J’ai aimé votre vision de Into The Wild. Le film de PENN donne beaucoup à dire et beaucoup à voir. Vous rendez bien compte de sa richesse. Ici les critiques sont élogieuses. Son interview dans le Nouvel Obs est décapante. PENN a une dimension héroïque. Son discours reflète bien son parcours et ses choix. Sa phrase : « Les moutons ont provoqué l’arrivée du loup » est à méditer. C’est bien qu’il ait été choisi pour présider à Cannes. Acteur de talent, réalisateur inspiré, c’est un esprit libre qui ne se complaît pas dans le mesquin, l’étriqué, le renfermé. Sa démarche à contre-pied des tendances lourdes hollywoodiennes plus ses prises de position politiquement incorrectes, sont-elles acceptées du grand public ? Quel accueil, quel succès a son film ? Les quelques spectateurs de votre séance disent-ils que le film aurait plutôt dû s’appeler Into the Desert ?
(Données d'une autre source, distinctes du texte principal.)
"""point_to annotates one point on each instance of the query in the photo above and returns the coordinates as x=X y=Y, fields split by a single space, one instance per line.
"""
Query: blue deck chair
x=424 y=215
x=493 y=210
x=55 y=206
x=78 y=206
Écrit par : Daniel | 15/01/2008

Je suis d'accord avec vous Daniel et ravi qu'il ait été choisi en effet pour présider Cannes. Que ces productions ne remportent pas un succès spectaculaire dans le Midwest n'est guère étonnant - j'aime beaucoup à ce propos le titre alternatif que vous suggérez (qui pourrait d'ailleurs presque fonctionner pour le film : un monde presque vide d'humains ?).

Cela dit : 1°) Midwest ou non, sauf exception (comme à l'Escurial ! juste devant la maison, quand nous habitions sur Port Royal), c'est souvent la situation de la plupart des cinémas d'art et d'essai ; 2°) je dois reconnaître que je suis très preneur aussi de la plupart des super-productrions hollywoodiennes...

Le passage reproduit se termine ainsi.